Taşlıca Köyü Kızılcıhamam Ankara

ömr-ü diyar

اَلْمَرْءُ مَعَ مَنْ أَحَبَّ
Yönetici
taslica.jpg


Tarihi

Taşlıca Köyü tarihi 1100'lü yıllara dayanan bir geçmişe sahiptir. Köyde bulunan iki türbeden biri olan Kırmızı Ebe Türbesinde medfun bulunan kişinin, Bacıyan-ı Rum erenlerinden olduğu ve Selçuklu Sultanı Alaadin Keykubat tarafından kendisine bu köyün yurtluk olarak verildiği tarih kayıtlarında mevcuttur. Köyün adı önceden Taşlı Şeyhler iken daha sonra Taşlı Şıhlar'a dönüşmüş Cumhuriyet ile birlikte de Taşlıca şeklini almıştır.

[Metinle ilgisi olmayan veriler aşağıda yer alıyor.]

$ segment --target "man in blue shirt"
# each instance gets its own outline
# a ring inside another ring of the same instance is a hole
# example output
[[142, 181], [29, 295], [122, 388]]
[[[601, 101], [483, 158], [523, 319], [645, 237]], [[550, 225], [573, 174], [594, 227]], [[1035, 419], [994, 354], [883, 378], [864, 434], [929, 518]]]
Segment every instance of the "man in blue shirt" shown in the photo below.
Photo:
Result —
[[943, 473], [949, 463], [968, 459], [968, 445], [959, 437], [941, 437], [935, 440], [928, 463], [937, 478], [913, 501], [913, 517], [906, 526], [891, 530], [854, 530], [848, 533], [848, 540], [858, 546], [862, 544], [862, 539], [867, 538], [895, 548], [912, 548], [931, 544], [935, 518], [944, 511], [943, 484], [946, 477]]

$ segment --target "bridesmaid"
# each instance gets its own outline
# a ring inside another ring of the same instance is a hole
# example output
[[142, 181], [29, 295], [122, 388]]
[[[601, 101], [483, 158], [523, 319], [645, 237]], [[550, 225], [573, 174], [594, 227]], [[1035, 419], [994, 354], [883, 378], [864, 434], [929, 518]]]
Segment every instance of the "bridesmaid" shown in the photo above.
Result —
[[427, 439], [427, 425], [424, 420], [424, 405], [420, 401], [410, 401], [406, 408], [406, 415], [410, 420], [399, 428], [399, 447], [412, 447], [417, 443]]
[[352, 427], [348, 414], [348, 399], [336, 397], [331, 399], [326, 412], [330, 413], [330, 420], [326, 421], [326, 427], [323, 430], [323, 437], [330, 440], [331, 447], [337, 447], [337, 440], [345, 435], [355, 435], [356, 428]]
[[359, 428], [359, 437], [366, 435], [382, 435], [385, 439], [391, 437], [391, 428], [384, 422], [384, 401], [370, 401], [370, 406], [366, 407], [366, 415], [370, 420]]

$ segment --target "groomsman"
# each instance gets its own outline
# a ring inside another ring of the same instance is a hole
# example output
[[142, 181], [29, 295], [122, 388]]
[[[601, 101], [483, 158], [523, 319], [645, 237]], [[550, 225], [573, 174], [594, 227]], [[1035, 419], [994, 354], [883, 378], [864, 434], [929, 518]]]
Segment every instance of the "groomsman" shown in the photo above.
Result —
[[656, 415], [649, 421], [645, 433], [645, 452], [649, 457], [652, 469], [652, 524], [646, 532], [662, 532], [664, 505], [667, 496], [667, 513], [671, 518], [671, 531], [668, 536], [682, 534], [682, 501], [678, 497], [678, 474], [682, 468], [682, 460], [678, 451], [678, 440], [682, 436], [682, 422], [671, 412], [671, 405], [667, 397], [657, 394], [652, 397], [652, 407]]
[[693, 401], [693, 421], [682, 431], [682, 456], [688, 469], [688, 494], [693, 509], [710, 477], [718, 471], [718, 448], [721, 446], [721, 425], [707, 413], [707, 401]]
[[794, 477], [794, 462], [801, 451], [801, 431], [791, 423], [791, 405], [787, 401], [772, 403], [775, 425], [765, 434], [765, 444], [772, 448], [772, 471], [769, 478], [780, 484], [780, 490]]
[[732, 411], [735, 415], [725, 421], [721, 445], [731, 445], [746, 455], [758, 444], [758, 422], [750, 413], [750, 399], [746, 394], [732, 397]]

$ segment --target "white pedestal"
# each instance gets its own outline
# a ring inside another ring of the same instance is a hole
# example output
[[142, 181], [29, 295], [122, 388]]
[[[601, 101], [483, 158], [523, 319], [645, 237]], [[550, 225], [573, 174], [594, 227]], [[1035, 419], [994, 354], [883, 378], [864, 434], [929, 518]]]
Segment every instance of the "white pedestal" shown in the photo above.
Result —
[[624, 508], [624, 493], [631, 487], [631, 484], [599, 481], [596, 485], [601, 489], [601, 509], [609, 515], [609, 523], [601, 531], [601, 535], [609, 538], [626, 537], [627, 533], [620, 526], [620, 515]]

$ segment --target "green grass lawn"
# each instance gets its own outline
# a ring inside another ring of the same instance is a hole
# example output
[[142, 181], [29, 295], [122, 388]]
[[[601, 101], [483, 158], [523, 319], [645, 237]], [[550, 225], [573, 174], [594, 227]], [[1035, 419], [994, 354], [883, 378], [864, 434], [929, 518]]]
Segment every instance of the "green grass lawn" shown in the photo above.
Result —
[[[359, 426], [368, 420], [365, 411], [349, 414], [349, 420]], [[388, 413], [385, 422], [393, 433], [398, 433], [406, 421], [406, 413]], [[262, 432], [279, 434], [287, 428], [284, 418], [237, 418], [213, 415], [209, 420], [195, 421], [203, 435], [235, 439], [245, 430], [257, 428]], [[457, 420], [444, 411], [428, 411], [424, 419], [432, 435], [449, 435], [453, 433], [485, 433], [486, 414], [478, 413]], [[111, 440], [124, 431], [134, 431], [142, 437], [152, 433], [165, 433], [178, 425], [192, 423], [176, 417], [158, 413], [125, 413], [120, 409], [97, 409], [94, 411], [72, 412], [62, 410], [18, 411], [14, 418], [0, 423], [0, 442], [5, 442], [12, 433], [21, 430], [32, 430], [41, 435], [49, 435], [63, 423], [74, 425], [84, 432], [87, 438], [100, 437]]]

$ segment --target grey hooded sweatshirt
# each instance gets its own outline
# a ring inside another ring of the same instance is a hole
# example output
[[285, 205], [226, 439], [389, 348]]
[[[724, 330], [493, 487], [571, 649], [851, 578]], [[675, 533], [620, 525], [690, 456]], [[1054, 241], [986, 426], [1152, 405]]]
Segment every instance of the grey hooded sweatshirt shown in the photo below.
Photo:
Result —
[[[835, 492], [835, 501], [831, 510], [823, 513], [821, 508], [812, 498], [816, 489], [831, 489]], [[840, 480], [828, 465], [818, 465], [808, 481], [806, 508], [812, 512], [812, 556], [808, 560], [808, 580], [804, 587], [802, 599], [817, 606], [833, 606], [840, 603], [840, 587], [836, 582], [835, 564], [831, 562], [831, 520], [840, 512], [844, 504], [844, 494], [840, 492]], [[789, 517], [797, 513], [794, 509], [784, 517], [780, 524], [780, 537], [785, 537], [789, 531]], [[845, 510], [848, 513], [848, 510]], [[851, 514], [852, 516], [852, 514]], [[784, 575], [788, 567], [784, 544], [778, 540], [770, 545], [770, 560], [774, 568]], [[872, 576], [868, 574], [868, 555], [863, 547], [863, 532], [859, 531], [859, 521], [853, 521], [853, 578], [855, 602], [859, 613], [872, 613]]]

Anadolu'nun Türk ülkesi haline gelmesinde büyük emeği geçen Horasan erenlerinden Oruç Gazi ve Kırmızı Ebe, Türk ordularından önce gelerek Diyar-ı Rum olarak bilinen bu topraklara yerleşmişler. Taşlıca Köyü'nde her yıl ziyaretçi akınına uğrayan Oruç Gazi ve Kırmızı Ebe türbelerinin yanı sıra Yalak Taşı ve Gelin Kayası bulunuyor. Köyün en önemli özelliklerinden biri ise, burada bulunan her kaya ve taşın bin yılları aşan bir hikâyesinin olması.

Ayran Taşı

Selçuklu Hükümdarı Alaeddin Keykubat, Başköy Kalesi fethi dönüşü burada ayran içmiştir. Selçuklu ordusunun buradan geçeceğini haber alan Kırmızı Ebe, bir bakraç ayranı oluğa döker. Bütün orduyu bu ayranla hem sular hem de askerlerin mataralarını doldurur, fakat ayran bitmez. Kırmızı Ebe askerlere, "doldur gazilerim, doldur yiğitlerim" der. Askerler de "Doldur ana, ana dolu" derler. Kırmızı Ebe, doldurun yavrularım dedikçe, askerler de "Ana dolu" diye tekrar ederler. İslamiyet'ten önce Rum diyarından olan bu bölgeler, söz konusu olaydan sonra 'Anadolu' olarak anılmaya başlar. Sultan Alaeddin Keykubat, Kırmızı Ebe ve oğlu Oruç Gazi'ye bu toprakları bağışlar. Vergi alınmaması yönünde de ferman buyurur.

Kırmızı Ebe Türbesi

Kırmızı Ebe, çevrenin akıllı ve bilge kişisidir. Herkese yardım eder. Kırmızı yanaklarından ve başına bağladığı kırmızı örtüden dolayı kendisine 'Kırmızı Ebe' denilmiştir.

Oruç Gazi Türbesi

Oruç Gazi'nin türbesi, köyün batı ucundaki diğer mezarlığın içinde bulunuyor. Çevresinde birbirinden ilginç mezar taşlarının yer aldığı türbede Oruç Gazi'den başka, ailesine ait olduğu sanılan üç mezar daha var.

Gelin Kayası

Köyün güneyindeki tepede bulunan bir kaya, gerçekten at üzerindeki bir gelin görünümündedir. Yanında gelinin sacayağı, odası, merdiveni ve vurunca davul gibi ses çıkaran, taş olan çalgıcının davulu olduğu söylenen taşlar vardır.

Kültür

Köyün insanları sevecen, misafirperverdir. Yaz mevsiminde, düğünlerde çok güzel harman adı verilen büyük çimlik alanları kullanılır, çeşitli yemek ziyafetleriyle de misafirlere ikram edilir.

Coğrafya

Ankara iline 75 km, Kızılcahamam ilçesine 15 km uzaklıktadır.

İklim

Köyün iklimi, Karasal iklimi etki alanı içerisindedir.

Nüfus

Ekonomi

Köyün ekonomisi tarım ve hayvancılığa dayalıdır.

Muhtarlık

Yerleşim yerinin köy tüzel kişiliği alması ile birlikte köyün tüzel kişiliğini temsil etmesi için köy muhtarlık seçimleri de yapılmaktadır.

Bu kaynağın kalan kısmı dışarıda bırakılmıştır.